Bonjour et bienvenue dans Paroles de Démocratie.

Nous sommes entre les deux tours des élections municipales à Lunel. À l’issue du premier scrutin de dimanche, trois candidats restent en lice pour ce second tour : Paulette Gougeon, Anthony Belin et Stéphane Dalle, dans une configuration de triangulaire.

Vidéo disponible à partir de 11h le 20 mars 2026


Toutes les videos de Anthony Belin dans le cadre de Parole de démocratie.


Transcription

Gilbert Wayenborgh :
Bonjour et bienvenue sur Parole de démocratie. C’est le numéro 4, c’est-à-dire que nous nous trouvons entre les deux tours, et j’ai le plaisir de recevoir Anthony Belin.

Anthony Belin :
Bonjour Gilbert.

Gilbert Wayenborgh :
Quels sont les messages qui vous ont été envoyés par les électeurs au premier tour ?

Anthony Belin :
Les électeurs ne m’ont pas envoyé un message à moi directement, mais je dirais qu’ils ont envoyé un message clair au pouvoir en place. Il y a eu un rejet massif. D’un côté, un rejet de l’ancien premier adjoint, maire par intérim à trois reprises, qui s’est défilé à trois reprises devant le pouvoir. De l’autre, un rejet de la maire sortante par intérim, qui a perdu sa majorité, qui n’arrive pas à faire adopter un budget, qui n’arrive pas à organiser un conseil municipal ni même un débat d’orientation budgétaire.

On a le sentiment que les Lunellois ont envoyé deux cartons jaunes qui signifient en réalité un carton rouge. D’abord en rejetant ce pouvoir en place, ce système qui a usé les habitants à travers une guerre intrafamiliale à laquelle on assiste depuis trop de mois. Ensuite à travers une abstention très forte, qui s’explique selon moi par le trop grand nombre de listes pour certains électeurs, mais aussi par le climat de cette campagne où, sur fond de querelles personnelles, on règle des comptes, on met les gens de côté, on monte les uns contre les autres, et au lieu d’aborder le fond, on le contourne.

Gilbert Wayenborgh :
Depuis le premier tour, avez-vous eu des échanges avec les autres listes ?

Anthony Belin :
Nous n’avons pas eu d’échange avec d’autres listes. Nous avons laissé la porte ouverte à des discussions, mais elles n’ont pas eu lieu. En revanche, nous avons rencontré des acteurs de la société civile, des responsables associatifs qui nous ont appelés pour manifester leur inquiétude, des commerçants qui s’inquiètent de l’avenir du centre-ville, des acteurs économiques qui veulent aujourd’hui du développement économique sur notre territoire.

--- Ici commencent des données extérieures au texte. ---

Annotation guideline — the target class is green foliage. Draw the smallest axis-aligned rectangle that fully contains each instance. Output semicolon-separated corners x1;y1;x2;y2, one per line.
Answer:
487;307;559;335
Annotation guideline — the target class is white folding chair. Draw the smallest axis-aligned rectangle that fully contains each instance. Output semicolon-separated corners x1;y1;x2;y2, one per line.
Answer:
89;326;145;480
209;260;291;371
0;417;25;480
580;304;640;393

Quand on regarde le jeu politique qui se met en place, le constat est clair. Je suis le seul candidat à proposer une zone d’activité économique en sortie d’autoroute. Je suis le seul à m’opposer fermement à la délégation de service public pour la piscine intercommunale. Je suis le seul candidat à vouloir revoir le dossier de la gendarmerie et l’épée de Damoclès qui pèse sur la ville. Je suis le seul à proposer de rallumer les lumières dans les rues, mais aussi dans le cœur des Lunellois. Je suis le seul à promettre une baisse de la fiscalité, quand en face on propose surtout de maintenir le système en place et de préserver ses avantages.

Gilbert Wayenborgh :
Plusieurs sensibilités politiques se sont exprimées au premier tour. Sur quels points pensez-vous pouvoir rassembler ?

Anthony Belin :
Oui, je pense qu’on peut rassembler. Ce que j’observe, c’est qu’il y a eu plusieurs blocs. Il y a eu l’extrême gauche, la droite unie et ce que j’appelle l’extrême centre. Cet extrême centre a proposé une offre composée de quatre candidats. Deux de ces candidats se sont maintenus et ont fait des choix politiques pour le second tour qui sont ce qu’ils sont.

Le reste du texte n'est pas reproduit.